Pollan’s food rules are simple; you don’t need to hunt through the 20 ingredients in a product to see if a no-no chemical is present, for example. Just give a glance at the number of ingredients, and do a quick scan to see how many of them are actual foodstuffs. My purchased mayonnaise, for instance, contains sunflower oil, vinegar, salt, mustard, egg yolk and a spice extract. All except the last would be ingredients in homemade mayonnaise.

By contrast, an instant pea soup with croutons has 21 ingredients, plus “natural aromas”. Of the 21, 8 would not be homemade pea soup with croutons. One is an antioxidation substance, the addition of which is probably responsible for the fact that this soup has a shelf life of a year. Is this necessary? Only if one is living in the wilds of Alaska or the back of beyond in Europe, it seems to me. The rest of us shop frequently. So who is really benefitting from these long-life foods on the shelves? The supermarket, maybe.
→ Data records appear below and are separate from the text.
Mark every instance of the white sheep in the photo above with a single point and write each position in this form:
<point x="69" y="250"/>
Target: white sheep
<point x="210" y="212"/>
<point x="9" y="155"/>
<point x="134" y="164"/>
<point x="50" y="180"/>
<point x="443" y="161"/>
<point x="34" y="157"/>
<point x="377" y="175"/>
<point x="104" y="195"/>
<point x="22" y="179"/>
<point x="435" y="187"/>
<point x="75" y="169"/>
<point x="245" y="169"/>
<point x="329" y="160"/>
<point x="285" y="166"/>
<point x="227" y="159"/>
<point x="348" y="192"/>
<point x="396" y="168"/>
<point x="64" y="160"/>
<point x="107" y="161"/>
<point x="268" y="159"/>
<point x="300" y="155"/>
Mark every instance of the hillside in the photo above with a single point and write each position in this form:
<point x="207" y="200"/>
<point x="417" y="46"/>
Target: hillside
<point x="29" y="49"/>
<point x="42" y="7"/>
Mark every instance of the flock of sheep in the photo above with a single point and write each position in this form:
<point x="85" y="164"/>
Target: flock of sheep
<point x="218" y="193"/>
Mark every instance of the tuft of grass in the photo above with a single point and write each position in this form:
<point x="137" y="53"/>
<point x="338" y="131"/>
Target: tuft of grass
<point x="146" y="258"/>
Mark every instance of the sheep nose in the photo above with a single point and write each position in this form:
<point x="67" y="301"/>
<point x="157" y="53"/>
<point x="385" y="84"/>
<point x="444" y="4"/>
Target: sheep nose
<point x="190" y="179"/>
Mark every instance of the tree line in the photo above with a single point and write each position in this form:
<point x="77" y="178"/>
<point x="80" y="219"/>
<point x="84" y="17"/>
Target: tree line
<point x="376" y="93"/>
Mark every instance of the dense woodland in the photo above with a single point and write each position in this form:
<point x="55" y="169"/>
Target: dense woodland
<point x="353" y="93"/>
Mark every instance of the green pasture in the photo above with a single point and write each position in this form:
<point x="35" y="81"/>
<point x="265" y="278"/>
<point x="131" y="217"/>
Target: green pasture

Writing about this has made me hungry for the fruits and veggies –
additive free - sold at the outdoor market in a nearby town; it will start up again in April. Of the variety on offer, the best are the seasonal produce, berries for instance, chanterelles, apricots. Or asparagus in May, locally grown. The seasonal treats that are the very opposite of stuff on the shelves that lasts approximately forever. I am counting the days.